Como esta mais-valia se refere a um imóvel, há ainda que ter em atenção o disposto no artigo 64.º do CIRC.
De acordo com este artigo, se o valor patrimonial tributário (VPT) definitivo determinado à data da venda for superior ao valor de realização (do contrato de venda), deve ser esse VPT a ser considerado na determinação do resultado fiscal.
Se o VPT for efetivamente superior ao valor de realização pela venda do imóvel, essa diferença positiva deve ser acrescida no campo 745 do quadro 07 da declaração modelo 22.
O valor patrimonial tributário definitivo a considerar para efeitos de aplicação do artigo 64.º do CIRC é aquele determinado à data da alienação do imóvel.
Considerando que o imóvel foi adquirido após 1 de janeiro de 2004, deve ser considerado o VPT definitivo determinado à data da aquisição, quando este seja superior ao custo de aquisição do imóvel, determinado nos termos da NCRF 7.
Se o custo de aquisição for superior ao VPT determinado à data de aquisição do imóvel, não há que efetuar qualquer correção no quadro 07 da declaração modelo 22 referente a esse custo de aquisição.

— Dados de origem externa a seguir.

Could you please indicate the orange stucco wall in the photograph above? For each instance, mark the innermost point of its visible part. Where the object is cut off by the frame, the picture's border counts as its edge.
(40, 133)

Face a este enquadramento, a determinação do resultado tributável para venda do imóvel pode ser: resultado tributável (RT) (artigo 64.º do CIRC):
Valor de realização ou VPT se superior: se o VPT for superior - acrescer a respetiva diferença positiva entre o valor de realização e o VPT da data de venda no campo 745 (se inferior não há nada a corrigir).
Valor de aquisição ou VPT se superior (apenas para imóveis adquiridos após 1 de janeiro de 2004): se o VPT for superior ao custo de aquisição - deduzir a respetiva diferença positiva entre o VPT da data da compra e o custo de aquisição no campo 772 (se inferior não há nada a corrigir).